Re: [PATCH 2/3] xfs: convert perag lookup to xarray

Dave Chinner <david@xxxxxxxxxxxxx> · Wed, 14 Aug 2024 14:59:23 +1000

On Mon, Aug 12, 2024 at 08:31:01AM +0200, Christoph Hellwig wrote:
> Convert the perag lookup from the legacy radix tree to the xarray,
> which allows for much nicer iteration and bulk lookup semantics.
> 
> Note that this removes the helpers for tagged get and grab and the
> for_each* wrappers built around them and instead uses the xa_for_each*
> iteration helpers directly in xfs_icache.c, which simplifies the code
> nicely.

Can we split the implementation change and the API change into two
separate patches, please?

I have no problems with the xarray conversion, I have reservations
about the API changes.

I hav eno idea what the new iteration method that is needed looks
like, but I'd prefer not to be exposing all the perag locking and
reference counting semantics all over the code - the current
iterators were introduced to remove all that stuff from existing
iterators.

This patch makes iteration go back to this model:

	rcu_read_lock()
	xa_for_each....() {
		/* get active or passive ref count */
		....
		rcu_read_unlock();

		/* do work on AG */

		/* put/rele perag */

		/* take RCU lock for next perag lookup */
		rcu_read_lock();
	}
	rcu_read_unlock();

And that feels like a step backward from an API perspective, not
an improvement....

So what's the overall plan for avoiding this sort of mess
everywhere? Can we re-implement the existing iterators more
efficiently with xarray iterators, or does xarray-based iteration
require going back to the old way of open coding all iterations?

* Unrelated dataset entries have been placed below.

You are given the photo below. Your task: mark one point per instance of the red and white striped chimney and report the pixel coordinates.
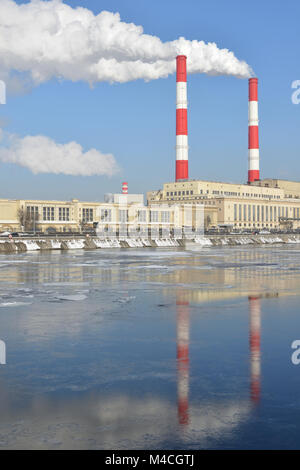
(182, 171)
(183, 336)
(253, 152)
(255, 326)
(124, 188)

> @@ -1493,21 +1497,32 @@ xfs_blockgc_flush_all(
>  	struct xfs_mount	*mp)
>  {
>  	struct xfs_perag	*pag;
> -	xfs_agnumber_t		agno;
> +	unsigned long		index = 0;
>  
>  	trace_xfs_blockgc_flush_all(mp, __return_address);
>  
>  	/*
> -	 * For each blockgc worker, move its queue time up to now.  If it
> -	 * wasn't queued, it will not be requeued.  Then flush whatever's
> -	 * left.
> +	 * For each blockgc worker, move its queue time up to now.  If it wasn't
> +	 * queued, it will not be requeued.  Then flush whatever is left.
>  	 */
> -	for_each_perag_tag(mp, agno, pag, XFS_ICI_BLOCKGC_TAG)
> -		mod_delayed_work(pag->pag_mount->m_blockgc_wq,
> -				&pag->pag_blockgc_work, 0);
> +	rcu_read_lock();
> +	xa_for_each_marked(&mp->m_perags, index, pag, XFS_ICI_BLOCKGC_TAG)
> +		mod_delayed_work(mp->m_blockgc_wq, &pag->pag_blockgc_work, 0);
> +	rcu_read_unlock();
>
> +	index = 0;
> +	rcu_read_lock();
> +	xa_for_each_marked(&mp->m_perags, index, pag, XFS_ICI_BLOCKGC_TAG) {
> +		if (!atomic_inc_not_zero(&pag->pag_active_ref))
> +			continue;
> +		rcu_read_unlock();
>  
> -	for_each_perag_tag(mp, agno, pag, XFS_ICI_BLOCKGC_TAG)
>  		flush_delayed_work(&pag->pag_blockgc_work);
> +		xfs_perag_rele(pag);
> +
> +		rcu_read_lock();
> +	}
> +	rcu_read_unlock();

And this is the whole problem with open coding iterators. The first
iterator accesses perag structures and potentially queues them for
work without holding a valid reference to the perag. The second
iteration takes reference counts, so can access the perag safely.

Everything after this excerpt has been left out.